İNCE'NİN AÇIKLAMASI SONRASI KULİSLER HAREKETLENDİ

Seçimin ardından yaptığı açıklamada, "Benim ağzımdan kurultay lafını duyamayacaksınız" diyen Muharrem İnce, dün TBMM'de tamamen farklı ifadeler kullanmıştı. Genel Başkan Kemal Kılıçdaroğlu ile bir araya geldiği yemekte, "İsterse olağanüstü kurultayı toplayarak, benim genel başkan, kendisinin onursal genel başkan olabileceği teklifinde bulundum" dediğini aktaran Muharrem İnce, parti kulislerini hareketlendirdi.

Bu açıklama, Kemal Kılıçdaroğlu tarafından "siyasi nezaketsizlik" olarak nitelendirildi. Kılıçdaroğlu'ndan "kurultay yok" açıklaması yapılsa da delegeler arasında hareketlilik yaşanmaya başladı. İnce'nin açıklamasının ardından, farklı illerde bazı kurultay delegeleri sosyal medya üzerinden "kurultay çağrısı" yapan videolar paylaşmaya başladı. CHP'nin bazı il başkanlarının da Muharrem İnce'yi destekleyerek, kurultay çağrısı yaptığı biliniyor. Daha önce de aralarında Nur Serter, Şahin Mengü, Kemal Anadol gibi isimlerin yer aldığı 9 Eylül Platformu, kurultay çağrısı yapmıştı.
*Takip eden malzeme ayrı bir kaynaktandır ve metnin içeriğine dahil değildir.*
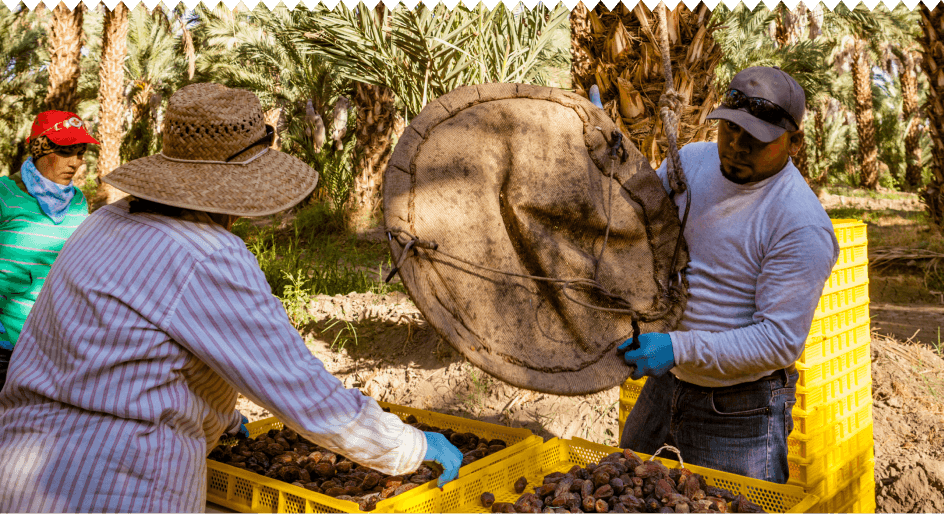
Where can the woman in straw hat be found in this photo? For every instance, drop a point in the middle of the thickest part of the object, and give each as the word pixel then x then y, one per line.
pixel 127 373
pixel 39 210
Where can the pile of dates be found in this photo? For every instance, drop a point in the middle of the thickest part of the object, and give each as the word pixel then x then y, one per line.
pixel 286 456
pixel 622 482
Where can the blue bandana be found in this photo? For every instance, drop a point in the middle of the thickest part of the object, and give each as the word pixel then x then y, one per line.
pixel 54 199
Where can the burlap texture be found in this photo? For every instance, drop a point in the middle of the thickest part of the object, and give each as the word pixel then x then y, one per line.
pixel 516 178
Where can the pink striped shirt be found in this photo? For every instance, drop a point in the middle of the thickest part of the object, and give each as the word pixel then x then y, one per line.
pixel 128 368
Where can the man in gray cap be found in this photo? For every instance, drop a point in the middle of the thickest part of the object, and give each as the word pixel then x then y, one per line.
pixel 761 249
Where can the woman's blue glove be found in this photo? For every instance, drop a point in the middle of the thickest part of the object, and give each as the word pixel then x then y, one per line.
pixel 440 450
pixel 654 357
pixel 595 96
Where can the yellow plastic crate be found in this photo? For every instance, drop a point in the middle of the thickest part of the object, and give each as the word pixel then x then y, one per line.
pixel 629 393
pixel 820 349
pixel 836 301
pixel 807 423
pixel 846 278
pixel 245 491
pixel 823 474
pixel 818 374
pixel 845 477
pixel 463 495
pixel 840 321
pixel 831 436
pixel 858 496
pixel 849 232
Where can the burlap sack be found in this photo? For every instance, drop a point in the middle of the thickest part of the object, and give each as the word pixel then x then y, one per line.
pixel 509 179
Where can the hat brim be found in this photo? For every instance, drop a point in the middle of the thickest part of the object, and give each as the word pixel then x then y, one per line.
pixel 71 136
pixel 272 183
pixel 760 129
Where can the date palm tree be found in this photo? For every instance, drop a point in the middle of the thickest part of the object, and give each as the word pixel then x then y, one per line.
pixel 745 42
pixel 932 27
pixel 64 40
pixel 111 97
pixel 402 58
pixel 861 34
pixel 23 81
pixel 618 50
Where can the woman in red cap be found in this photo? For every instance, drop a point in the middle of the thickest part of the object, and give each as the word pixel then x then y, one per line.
pixel 39 210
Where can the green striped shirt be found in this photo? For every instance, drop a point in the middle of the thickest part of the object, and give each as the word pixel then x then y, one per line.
pixel 29 243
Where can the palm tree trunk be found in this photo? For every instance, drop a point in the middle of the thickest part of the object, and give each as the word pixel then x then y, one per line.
pixel 865 122
pixel 111 95
pixel 64 41
pixel 909 96
pixel 624 61
pixel 375 127
pixel 581 55
pixel 932 27
pixel 819 131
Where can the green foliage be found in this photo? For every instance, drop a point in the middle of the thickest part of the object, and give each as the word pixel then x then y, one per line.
pixel 23 82
pixel 745 42
pixel 424 53
pixel 267 59
pixel 313 258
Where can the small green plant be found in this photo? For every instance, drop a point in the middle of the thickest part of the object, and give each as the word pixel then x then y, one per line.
pixel 346 334
pixel 938 347
pixel 295 298
pixel 478 391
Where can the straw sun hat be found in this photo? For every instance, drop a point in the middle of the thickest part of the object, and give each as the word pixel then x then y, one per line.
pixel 216 158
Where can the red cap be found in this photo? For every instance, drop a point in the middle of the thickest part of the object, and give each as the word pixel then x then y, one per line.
pixel 62 128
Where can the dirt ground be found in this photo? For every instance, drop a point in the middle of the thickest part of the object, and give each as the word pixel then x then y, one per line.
pixel 382 345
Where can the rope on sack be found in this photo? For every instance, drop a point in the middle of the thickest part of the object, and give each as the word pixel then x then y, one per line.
pixel 670 103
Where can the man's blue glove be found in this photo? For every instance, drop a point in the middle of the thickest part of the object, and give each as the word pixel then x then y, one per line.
pixel 440 450
pixel 242 428
pixel 654 357
pixel 595 96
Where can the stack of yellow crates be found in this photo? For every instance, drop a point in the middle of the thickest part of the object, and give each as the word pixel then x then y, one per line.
pixel 831 451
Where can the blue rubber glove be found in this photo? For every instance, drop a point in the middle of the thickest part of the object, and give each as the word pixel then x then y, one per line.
pixel 653 358
pixel 242 428
pixel 439 449
pixel 595 96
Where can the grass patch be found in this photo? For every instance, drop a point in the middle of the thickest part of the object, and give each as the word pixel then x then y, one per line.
pixel 313 255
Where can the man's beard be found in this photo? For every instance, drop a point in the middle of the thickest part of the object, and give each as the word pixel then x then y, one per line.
pixel 727 173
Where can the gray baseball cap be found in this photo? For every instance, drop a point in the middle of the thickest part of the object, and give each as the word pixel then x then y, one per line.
pixel 744 102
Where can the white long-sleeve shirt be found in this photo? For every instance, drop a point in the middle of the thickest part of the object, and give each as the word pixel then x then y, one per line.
pixel 128 368
pixel 760 254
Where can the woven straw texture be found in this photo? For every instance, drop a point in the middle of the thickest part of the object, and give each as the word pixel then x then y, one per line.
pixel 210 122
pixel 516 178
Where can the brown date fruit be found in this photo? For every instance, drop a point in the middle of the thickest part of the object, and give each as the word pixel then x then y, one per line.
pixel 520 484
pixel 562 499
pixel 604 492
pixel 617 485
pixel 545 490
pixel 404 488
pixel 370 481
pixel 324 469
pixel 503 507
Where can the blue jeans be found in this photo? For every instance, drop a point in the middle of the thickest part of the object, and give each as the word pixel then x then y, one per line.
pixel 740 429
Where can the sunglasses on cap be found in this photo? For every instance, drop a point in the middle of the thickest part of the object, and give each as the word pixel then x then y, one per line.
pixel 73 122
pixel 760 108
KAÇ DELEGENİN İMZASI GEREKİYOR?

Olağanüstü kurultay için 2018 Mart ayında yapılan 19. Olağanüstü Kurultay'daki delege sayısı göz önüne alındığında, 260 delegenin noter onaylı oyu gerekiyor. Ancak bu sayı kurultayın seçimli olmasını sağlamıyor.
Tüzüğe göre, olağanüstü kongreyi isteyenlerin sayısı kongre üyeleri tam sayısının salt çoğunluğunu sağlıyor ise olağanüstü kongrenin gündemine güven oylaması ve seçim maddeleri konulabiliyor.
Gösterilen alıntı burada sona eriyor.